No matter the situation at hand, the topic of establishing paternity can easily become a sensitive one. Many Kansas mothers and fathers even feel that such testing is unnecessary. However, each state contains paternity laws that ultimately help protect the children involved. As with many cases, however, there can be many gray areas to establishing paternity after welcoming a little one into the world.
DNA testing resource Identigene shares some basic facts on paternity testing, and considers the repercussions if a parent refuses a test. While each situation can contain it own unique challenges, Identigene notes that courts generally follow a straightfoward process when it comes to determining the father of a child. The following people can usually take legal action in these cases: a child’s mother, the man claiming to be the biological father, a pregnant woman, the mother and father of an unborn child and social service agencies addressing neglect. This is not the complete list of those who can place matters into legal hands, but Identigene stresses that paternity tests are typically an enforced order from the court.

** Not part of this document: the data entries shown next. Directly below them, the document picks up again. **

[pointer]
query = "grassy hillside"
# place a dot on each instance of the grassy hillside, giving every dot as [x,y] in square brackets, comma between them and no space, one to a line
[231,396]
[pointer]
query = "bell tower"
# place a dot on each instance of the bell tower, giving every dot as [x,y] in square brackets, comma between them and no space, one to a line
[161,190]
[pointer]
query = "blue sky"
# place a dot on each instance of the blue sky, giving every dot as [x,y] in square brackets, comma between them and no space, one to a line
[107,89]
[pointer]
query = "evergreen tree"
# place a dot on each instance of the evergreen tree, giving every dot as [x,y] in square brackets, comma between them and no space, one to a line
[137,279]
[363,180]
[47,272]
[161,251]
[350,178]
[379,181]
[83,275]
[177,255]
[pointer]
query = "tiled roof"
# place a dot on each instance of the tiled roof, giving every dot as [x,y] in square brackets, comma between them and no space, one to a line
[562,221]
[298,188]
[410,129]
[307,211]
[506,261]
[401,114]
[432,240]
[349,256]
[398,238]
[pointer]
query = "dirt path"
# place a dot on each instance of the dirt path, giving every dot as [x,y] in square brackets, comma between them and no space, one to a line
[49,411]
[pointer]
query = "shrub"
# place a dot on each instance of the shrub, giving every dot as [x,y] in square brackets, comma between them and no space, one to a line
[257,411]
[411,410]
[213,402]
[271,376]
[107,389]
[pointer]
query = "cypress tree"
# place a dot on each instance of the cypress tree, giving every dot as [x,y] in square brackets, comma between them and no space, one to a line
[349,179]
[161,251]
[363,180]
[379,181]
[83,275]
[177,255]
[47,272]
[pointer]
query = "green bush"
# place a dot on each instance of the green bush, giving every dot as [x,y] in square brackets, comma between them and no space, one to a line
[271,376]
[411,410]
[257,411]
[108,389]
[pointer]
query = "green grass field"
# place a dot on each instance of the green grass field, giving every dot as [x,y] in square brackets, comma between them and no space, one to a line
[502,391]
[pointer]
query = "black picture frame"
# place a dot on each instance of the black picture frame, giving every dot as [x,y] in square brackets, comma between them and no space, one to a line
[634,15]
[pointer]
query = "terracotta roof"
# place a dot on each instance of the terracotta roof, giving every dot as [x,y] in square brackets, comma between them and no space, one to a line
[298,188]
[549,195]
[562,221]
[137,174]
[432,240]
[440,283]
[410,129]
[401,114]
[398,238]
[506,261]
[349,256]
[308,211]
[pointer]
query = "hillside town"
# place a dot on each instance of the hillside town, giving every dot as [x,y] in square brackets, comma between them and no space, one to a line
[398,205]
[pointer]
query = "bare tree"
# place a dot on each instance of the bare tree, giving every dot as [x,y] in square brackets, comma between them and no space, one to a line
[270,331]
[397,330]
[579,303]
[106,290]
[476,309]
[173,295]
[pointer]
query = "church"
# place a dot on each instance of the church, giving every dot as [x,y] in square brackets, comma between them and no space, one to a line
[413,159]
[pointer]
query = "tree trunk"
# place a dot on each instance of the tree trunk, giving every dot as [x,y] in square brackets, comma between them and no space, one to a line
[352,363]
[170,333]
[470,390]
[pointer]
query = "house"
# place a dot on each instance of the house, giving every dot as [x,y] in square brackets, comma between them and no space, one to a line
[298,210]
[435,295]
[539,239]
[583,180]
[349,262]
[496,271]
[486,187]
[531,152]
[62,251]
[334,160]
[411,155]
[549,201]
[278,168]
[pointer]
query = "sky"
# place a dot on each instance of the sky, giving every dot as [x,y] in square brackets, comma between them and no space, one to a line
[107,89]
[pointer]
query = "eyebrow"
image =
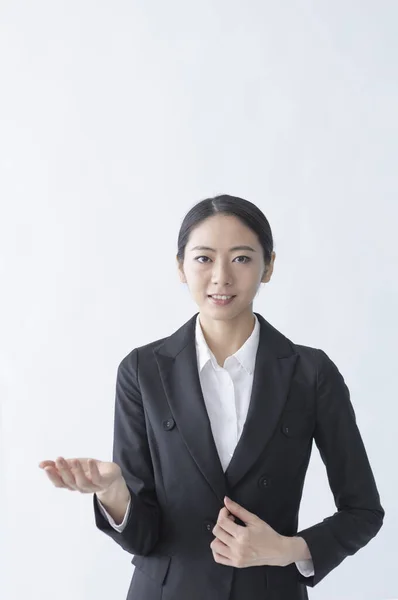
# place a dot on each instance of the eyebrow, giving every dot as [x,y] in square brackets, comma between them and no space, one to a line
[247,248]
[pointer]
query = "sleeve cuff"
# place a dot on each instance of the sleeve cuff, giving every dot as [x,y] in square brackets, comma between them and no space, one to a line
[121,525]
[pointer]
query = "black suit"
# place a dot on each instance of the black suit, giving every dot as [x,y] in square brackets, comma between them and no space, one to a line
[164,446]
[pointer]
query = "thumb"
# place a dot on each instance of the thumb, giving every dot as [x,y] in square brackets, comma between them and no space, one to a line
[238,511]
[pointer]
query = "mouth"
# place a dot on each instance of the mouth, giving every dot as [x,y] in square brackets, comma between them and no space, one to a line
[221,302]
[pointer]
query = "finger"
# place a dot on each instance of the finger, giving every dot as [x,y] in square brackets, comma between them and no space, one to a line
[83,483]
[55,478]
[222,560]
[221,549]
[222,535]
[239,511]
[94,472]
[66,473]
[228,524]
[46,463]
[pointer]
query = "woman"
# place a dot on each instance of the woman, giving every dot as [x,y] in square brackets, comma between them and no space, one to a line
[213,433]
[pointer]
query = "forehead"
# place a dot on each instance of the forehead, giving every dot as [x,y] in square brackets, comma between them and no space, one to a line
[222,229]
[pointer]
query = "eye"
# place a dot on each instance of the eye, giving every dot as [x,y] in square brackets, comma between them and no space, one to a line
[248,259]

While the refusal of a paternity test presents an obstacle in itself, many Kansas parents might express confusion over the testing process as a whole. The Kansas Department for Children and Families offers an accessible brochure on establishing paternity, which can be necessary in many situations. For instance, if a child’s mother was not married at the time of the child’s birth, a test may be the best option. Determining paternity can not only pinpoint the identity of a child’s father; it can also pave the way for support for a child’s many needs. Although the enforcement of a paternity test can depend on the case at hand, the Department mentions that parents have many chances — through hospitals, courts and other resources — to voluntarily identify paternity.